One big difference between the two of them can be found in comparing them to other types of heroes. Luke is more like Perseus. Great power but he doesn’t know it at first. Rey is more like Spiderman. Suddenly having the force awaken in her and have all these powers at hand and not knowing what to do with them. I can’t think of a Greek hero like that, but she is very similar to Arthur (pulls the sword from the stone and is suddenly king with all the powers that come with the title). Neither Luke nor Rey have any problem tapping into the force to do things. Luke blocks blaster bolts after a few minutes and is able to use the force to aim better than the targeting computer with no instruction other than “use the force”. He picks up his saber with no instruction and only fails with his X-wing because he perceives it is too big before Yoda shows him it isn’t. With Rey, Kylo does everything first and she picks it up from him. The scene of Rey with the Stromtrooper runs about the same length as Luke trying to pick up his saber in the Wampa cave. The difference is that Kylo tried to do that to Rey and Luke has never seen that before. Luke is not the hero of the ST, Rey is. So Rey following in the typical heroes’ journey of mythology is in keeping with what Lucas started.
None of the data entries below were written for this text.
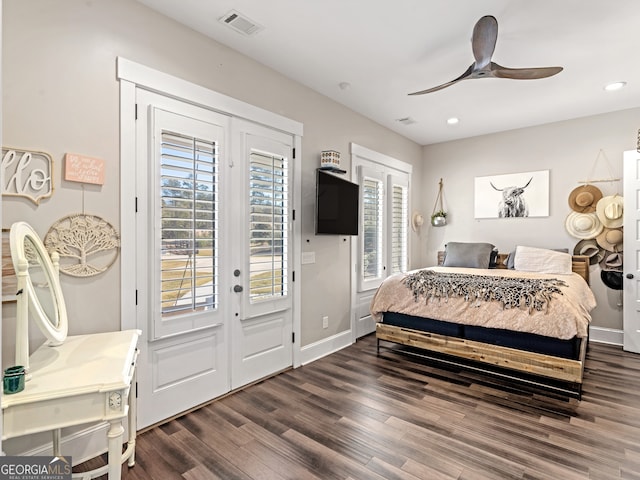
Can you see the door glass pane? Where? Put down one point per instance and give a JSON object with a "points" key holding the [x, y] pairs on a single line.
{"points": [[372, 228], [189, 205], [268, 220], [399, 224]]}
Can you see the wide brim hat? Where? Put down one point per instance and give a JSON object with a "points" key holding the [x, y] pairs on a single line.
{"points": [[611, 239], [584, 198], [583, 225], [612, 279], [589, 248], [610, 211], [612, 261]]}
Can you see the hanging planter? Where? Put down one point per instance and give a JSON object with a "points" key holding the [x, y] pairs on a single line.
{"points": [[439, 215], [439, 218]]}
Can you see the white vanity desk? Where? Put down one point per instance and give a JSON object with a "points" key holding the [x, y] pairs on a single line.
{"points": [[86, 379], [71, 380]]}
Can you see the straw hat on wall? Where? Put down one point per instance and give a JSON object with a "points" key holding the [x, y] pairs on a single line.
{"points": [[611, 239], [583, 225], [583, 199], [610, 211]]}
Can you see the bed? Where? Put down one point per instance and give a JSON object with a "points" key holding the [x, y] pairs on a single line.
{"points": [[539, 336]]}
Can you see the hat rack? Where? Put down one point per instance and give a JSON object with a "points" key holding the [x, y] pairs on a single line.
{"points": [[593, 169]]}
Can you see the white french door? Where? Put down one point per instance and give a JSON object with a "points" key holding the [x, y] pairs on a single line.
{"points": [[261, 320], [631, 280], [212, 254]]}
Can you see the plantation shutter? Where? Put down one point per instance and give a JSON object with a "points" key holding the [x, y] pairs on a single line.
{"points": [[268, 226], [189, 234], [372, 259], [398, 208]]}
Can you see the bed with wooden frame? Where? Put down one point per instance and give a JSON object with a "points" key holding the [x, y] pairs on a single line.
{"points": [[553, 363]]}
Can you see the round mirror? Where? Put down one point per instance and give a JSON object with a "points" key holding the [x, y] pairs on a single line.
{"points": [[41, 284]]}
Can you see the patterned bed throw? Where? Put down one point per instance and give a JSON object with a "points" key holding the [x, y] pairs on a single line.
{"points": [[511, 292]]}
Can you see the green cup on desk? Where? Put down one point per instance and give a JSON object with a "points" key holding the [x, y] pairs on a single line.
{"points": [[13, 380]]}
Correction, in keeping with what you find in myths.
Why you are insisting that learning the force must be difficult is beyond me. That isn’t what we see with Luke. Why should we with Rey? For both characters, there are plenty of obstacles and successes and focusing on Luke’s obstacles while focusing on Rey’s successes is most definitely apples and oranges. Compare their successes (their goals and what they actually achieve) and their failures and both follow the same pattern - some wins, some losses, but generally more wins.